As I have been working to finish the pieces for the two shows opening at the end of August, I have been somewhat alarmed to find that I can not conjure up that kind of fire. I love my ideas and I think the work will be interesting and provocative but that all-consuming, obsessive energy around it is just…gone. I keep looking and looking but honey, that fire has up and left. The ashes are cold.
When I mentioned this to Elizabeth, the Ayurvedic practitioner who was leading our training, she immediately said, "oh good!" I was puzzled. Is it good? It certainly makes meeting deadlines a lot harder for me! Later I realized that, when you take away the "famous" part of famous artist, then you are left with just the artist part. In other words, without the striving for attention and accolades, you are left with the work; you are left with (dare I say it?), the Art.

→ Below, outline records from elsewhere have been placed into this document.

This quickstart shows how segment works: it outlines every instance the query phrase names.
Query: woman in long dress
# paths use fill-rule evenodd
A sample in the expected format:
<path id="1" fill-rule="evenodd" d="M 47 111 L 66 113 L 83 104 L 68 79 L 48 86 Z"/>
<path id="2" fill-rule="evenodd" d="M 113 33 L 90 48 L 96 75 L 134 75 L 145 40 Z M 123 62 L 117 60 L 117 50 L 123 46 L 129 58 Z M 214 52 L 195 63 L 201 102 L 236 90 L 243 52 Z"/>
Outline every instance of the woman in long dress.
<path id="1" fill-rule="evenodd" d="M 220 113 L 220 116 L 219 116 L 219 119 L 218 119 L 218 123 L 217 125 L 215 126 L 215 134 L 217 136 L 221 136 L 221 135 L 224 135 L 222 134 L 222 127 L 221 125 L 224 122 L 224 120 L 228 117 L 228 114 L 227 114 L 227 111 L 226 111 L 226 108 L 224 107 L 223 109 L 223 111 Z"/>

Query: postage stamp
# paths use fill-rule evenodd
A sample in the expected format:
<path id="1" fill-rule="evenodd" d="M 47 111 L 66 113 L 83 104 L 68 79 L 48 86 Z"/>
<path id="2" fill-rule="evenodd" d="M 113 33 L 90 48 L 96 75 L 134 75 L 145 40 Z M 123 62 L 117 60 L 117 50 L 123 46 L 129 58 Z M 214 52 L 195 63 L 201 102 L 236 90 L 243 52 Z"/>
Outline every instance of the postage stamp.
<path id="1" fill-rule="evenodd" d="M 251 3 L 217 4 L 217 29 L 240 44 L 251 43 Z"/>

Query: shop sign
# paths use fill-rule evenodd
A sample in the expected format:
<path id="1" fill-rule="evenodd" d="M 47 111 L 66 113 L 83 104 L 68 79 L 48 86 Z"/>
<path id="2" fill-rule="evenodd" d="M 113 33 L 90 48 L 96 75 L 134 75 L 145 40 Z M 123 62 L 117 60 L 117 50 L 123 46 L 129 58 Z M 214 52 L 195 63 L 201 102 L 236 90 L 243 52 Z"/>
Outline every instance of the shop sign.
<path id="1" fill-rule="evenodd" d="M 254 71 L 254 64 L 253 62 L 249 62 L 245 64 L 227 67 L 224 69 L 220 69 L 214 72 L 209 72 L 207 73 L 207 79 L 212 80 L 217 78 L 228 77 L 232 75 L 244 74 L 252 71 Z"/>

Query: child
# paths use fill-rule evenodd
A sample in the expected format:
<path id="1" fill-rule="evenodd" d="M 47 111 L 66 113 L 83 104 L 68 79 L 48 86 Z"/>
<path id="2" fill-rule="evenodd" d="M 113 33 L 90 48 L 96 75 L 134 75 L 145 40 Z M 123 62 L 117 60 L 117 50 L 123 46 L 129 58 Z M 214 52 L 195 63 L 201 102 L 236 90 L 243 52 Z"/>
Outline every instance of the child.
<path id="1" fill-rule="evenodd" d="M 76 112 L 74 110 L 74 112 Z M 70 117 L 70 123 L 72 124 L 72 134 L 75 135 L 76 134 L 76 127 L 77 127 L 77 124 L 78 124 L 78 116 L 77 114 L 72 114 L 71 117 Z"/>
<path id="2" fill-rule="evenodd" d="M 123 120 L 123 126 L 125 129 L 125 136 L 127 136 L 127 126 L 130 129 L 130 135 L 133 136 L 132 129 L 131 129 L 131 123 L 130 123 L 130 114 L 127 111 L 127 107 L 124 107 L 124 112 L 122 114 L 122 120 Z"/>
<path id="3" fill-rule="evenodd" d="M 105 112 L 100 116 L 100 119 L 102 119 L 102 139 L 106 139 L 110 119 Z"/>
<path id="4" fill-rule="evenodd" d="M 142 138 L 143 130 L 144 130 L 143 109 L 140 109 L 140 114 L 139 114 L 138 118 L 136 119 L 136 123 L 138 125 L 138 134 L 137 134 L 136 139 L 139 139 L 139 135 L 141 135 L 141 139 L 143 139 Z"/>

It feels a little like walking around in new shoes. There are places where this rubs me the wrong way and I am getting blisters that hurt. I think it is a positive thing but it is a big change after so many decades and that makes it feel uncertain and a little painful. What I think will happen (is happening) is that all that agni that was fueling my ambition for my career and my art world status is now free to fuel the actual art. You would think that this would feel so refreshing and wonderful that it would be a glorious thing. But I am not finding it to be quite like that. It isn't that simple. I had a lot of my identity caught up in that striving, ambitious part of me and that makes it a little hard to let go. Our faults, even when we know they are faults, can be very comforting on occasion.
All of this is has been dancing around in my head as I fill my living room with yet another huge crocheted piece. At least that part hasn't changed.